Could the vote by machinists that barely said yes to keeping the 777X in Washington state be overturned? About 30 machinists union members held an informal rally at the union hall in
Everett late Monday afternoon. Simply put, they want another vote.
The rally follows the close Friday vote where the machinists union narrowly approved an eight-year contract extension with Boeing to win the 777X plane by 51 percent.
Boeing's first offer was rejected by a margin of two-to-one, or 67%, back on November 13. It's believed as many as 5,000 machinists did not vote on that offer.
Boeing's second offer was forced to a vote by the Machinists' international office in Washington, D.C., over the objections of local leaders of Machinists District 751. That vote was held on January 3 and the union says 7,700 members did not vote.
The concern is that many machinists were still on vacation. Boeing schedules vacation from Christmas Eve through New Year's Day. This year, many Boeing employees took the Thursday and Friday after New Year's Day off as well.
Some 31,600 machinists are eligible to vote, and some 23,900 did, according to the union. That works out to 75 percent turnout. But with just a 600 vote margin of victory for those saying yes to the contract, some machinists say there was just too many people who did not vote to consider the vote fair.
The case has the attention of the National Labor Relations Board office in Seattle. The regional attorney Anne Pomerantz says the phones have been ringing and her office has received a steady stream of calls from unhappy machinists who want the vote to be investigated and overturned. It appears at least two cases have already been filed questioning the timing of the vote and the level of participation.

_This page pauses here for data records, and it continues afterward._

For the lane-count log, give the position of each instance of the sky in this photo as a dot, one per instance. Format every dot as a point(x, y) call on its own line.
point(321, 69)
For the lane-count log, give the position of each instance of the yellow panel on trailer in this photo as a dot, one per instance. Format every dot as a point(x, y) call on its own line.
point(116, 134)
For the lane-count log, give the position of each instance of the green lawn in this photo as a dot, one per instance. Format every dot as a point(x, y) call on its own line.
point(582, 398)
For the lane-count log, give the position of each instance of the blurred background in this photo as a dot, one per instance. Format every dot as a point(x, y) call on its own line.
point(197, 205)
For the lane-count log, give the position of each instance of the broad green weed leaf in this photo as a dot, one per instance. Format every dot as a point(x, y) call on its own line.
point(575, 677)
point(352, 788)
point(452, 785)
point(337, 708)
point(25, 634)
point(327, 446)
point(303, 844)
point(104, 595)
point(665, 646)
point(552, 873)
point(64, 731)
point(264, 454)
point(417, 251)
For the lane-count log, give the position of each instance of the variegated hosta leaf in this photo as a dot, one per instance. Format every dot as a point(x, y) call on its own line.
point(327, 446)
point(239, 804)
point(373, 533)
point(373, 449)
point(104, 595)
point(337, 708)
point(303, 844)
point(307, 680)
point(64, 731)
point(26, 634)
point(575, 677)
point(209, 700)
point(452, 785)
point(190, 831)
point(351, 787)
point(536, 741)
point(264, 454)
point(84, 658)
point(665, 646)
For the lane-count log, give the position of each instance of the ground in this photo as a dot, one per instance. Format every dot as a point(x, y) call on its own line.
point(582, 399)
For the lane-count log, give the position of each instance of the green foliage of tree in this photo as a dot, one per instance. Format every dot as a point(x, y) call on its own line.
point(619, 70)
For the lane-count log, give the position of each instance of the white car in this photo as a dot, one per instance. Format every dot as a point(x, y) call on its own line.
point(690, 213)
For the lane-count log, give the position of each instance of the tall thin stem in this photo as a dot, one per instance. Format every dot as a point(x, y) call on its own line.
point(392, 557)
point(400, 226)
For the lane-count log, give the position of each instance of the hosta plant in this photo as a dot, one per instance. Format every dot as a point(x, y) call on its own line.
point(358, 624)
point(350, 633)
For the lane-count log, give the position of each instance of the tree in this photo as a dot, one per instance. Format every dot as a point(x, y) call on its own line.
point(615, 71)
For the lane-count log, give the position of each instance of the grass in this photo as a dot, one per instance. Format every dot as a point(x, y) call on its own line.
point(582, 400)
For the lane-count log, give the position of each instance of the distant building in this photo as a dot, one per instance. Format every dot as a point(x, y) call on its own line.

But a re vote, or even a recount is considered a long shot. The NLRB says it will take about 12 weeks to complete an investigation before deciding if a case has enough merit to move forward. That's effectively three months. By the end of this month, Machinists should receive the $10,000 signing bonus offered in the contract extension, that's expected to further lock in the deal.
But a months long NLRB investigation could leave a legal cloud over the vote as Boeing promises to move quickly forward on its development of the 777X and related factories in Puget Sound, including a huge brand new 777X composite wing plant.
While a close vote was expected, a statement by Boeing Commercial Airplanes CEO Ray Conner following the vote did not equivocate. Under the terms of the eight-year contract extension, the 777X and its composite wing will be built in t he Puget Sound area by Boeing employees represented by the IAM.. This work includes fuselage build, final assembly and major components fabrication such as interiors and wires.